- Based on: The Doll Factory by Elizabeth Macneal
- Written by: Charley Miles
- Directed by: Sacha Polak
- Countries of origin: United Kingdom; Ireland;
- Original language: English
- No. of episodes: 6

Production
- Executive producers: Anna Burns; Elizabeth Macneal; Charley Miles; Richard Tulk-Hart; Tony Wood;
- Production companies: Buccaneer Media; Shinawil;

Original release
- Network: Paramount+
- Release: 27 November – 1 December 2023

= The Doll Factory (TV series) =

The Doll Factory is a period thriller television series based on the novel of the same name by Elizabeth Macneal, adapted by Charley Miles for Paramount+. The series premiered on 27 November 2023, with all episodes released on 1 December 2023.

==Cast==
===Supporting===
- Nell Hudson as Clarissa Frost, Louis' sister
- Aysha Kala as Ananya
- Liadán Dunlea as Flick, a past love of Silas'
- Hannah Onslow as Lizzie Siddal, Pre-Raphaelite model
- Nia Deacon as Evie, Albie's sister
- Alexandra Dowling as Sylvia, Louis' wife
- Mali Harries as Moll
- Charlotte Bate as Kathleen
- Shane Lennon as Charles

==Episodes==

| No. | Title | Directed by | Written by | Original release date |
|---|---|---|---|---|
| 1 | "Episode 1" | Sacha Polak | Unknown | November 27, 2023 |
| 2 | "Episode 2" | Sacha Polak | Unknown | November 27, 2023 |
| 3 | "Episode 3" | Sacha Polak | Unknown | November 28, 2023 |
| 4 | "Episode 4" | Unknown | Unknown | November 29, 2023 |
| 5 | "Episode 5" | Unknown | Unknown | November 30, 2023 |
| 6 | "Episode 6" | Unknown | Unknown | December 1, 2023 |

==Production==
In July 2022, it was announced the UK and Ireland wing of Paramount+ had commissioned a six-part adaptation of Macneal's novel from Buccaneer Media, with Shinawil handling local production in Ireland. Charley Miles would adapt the novel, and Sacha Polak would direct the series.
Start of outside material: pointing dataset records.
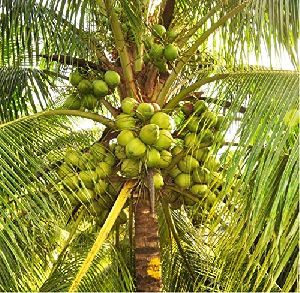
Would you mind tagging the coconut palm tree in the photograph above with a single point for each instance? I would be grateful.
(144, 227)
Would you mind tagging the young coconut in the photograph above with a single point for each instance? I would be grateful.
(164, 141)
(125, 136)
(89, 101)
(152, 158)
(98, 151)
(183, 180)
(135, 148)
(165, 159)
(85, 87)
(128, 106)
(100, 88)
(159, 30)
(130, 168)
(149, 134)
(187, 164)
(144, 111)
(125, 121)
(163, 120)
(112, 78)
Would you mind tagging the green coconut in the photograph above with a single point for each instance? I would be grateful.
(144, 111)
(163, 120)
(171, 52)
(201, 154)
(85, 195)
(174, 171)
(72, 157)
(152, 158)
(135, 148)
(187, 164)
(125, 136)
(100, 88)
(200, 107)
(165, 159)
(149, 134)
(87, 162)
(71, 181)
(194, 124)
(75, 78)
(191, 140)
(201, 175)
(171, 197)
(85, 87)
(172, 34)
(212, 164)
(183, 180)
(88, 178)
(176, 150)
(156, 51)
(158, 180)
(112, 78)
(159, 30)
(101, 187)
(205, 138)
(103, 170)
(164, 141)
(209, 119)
(110, 159)
(72, 102)
(161, 65)
(89, 101)
(211, 198)
(120, 152)
(199, 189)
(98, 151)
(125, 121)
(64, 170)
(130, 168)
(128, 105)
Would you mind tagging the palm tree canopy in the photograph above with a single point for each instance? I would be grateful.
(248, 241)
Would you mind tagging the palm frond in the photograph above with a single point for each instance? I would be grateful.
(32, 203)
(23, 91)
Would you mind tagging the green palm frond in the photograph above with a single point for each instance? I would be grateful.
(24, 91)
(32, 203)
(30, 28)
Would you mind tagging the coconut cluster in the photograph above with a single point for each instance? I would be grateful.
(194, 169)
(161, 49)
(144, 140)
(90, 88)
(86, 179)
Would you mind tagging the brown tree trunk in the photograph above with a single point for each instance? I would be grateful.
(147, 248)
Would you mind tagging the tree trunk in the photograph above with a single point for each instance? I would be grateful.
(147, 248)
The cast was announced in November 2022, with Esmé Creed-Miles set to lead the series alongside Éanna Hardwicke, Mirren Mack, and George Webster. Also joining the series were Pippa Haywood, Sharlene Whyte, Reece Kenwyne-Mpudzi, Freddy Carter, Saoirse-Monica Jackson, Laurie Kynaston, Jim Caesar, Akshay Khanna, Aysha Kala, and Nell Hudson.

Principal photography was under way in and around Dublin as of November 2022. Filming was reported at Trinity College Dublin in January 2023, specifically in the Museum Building and the Physics Lecture Theatre.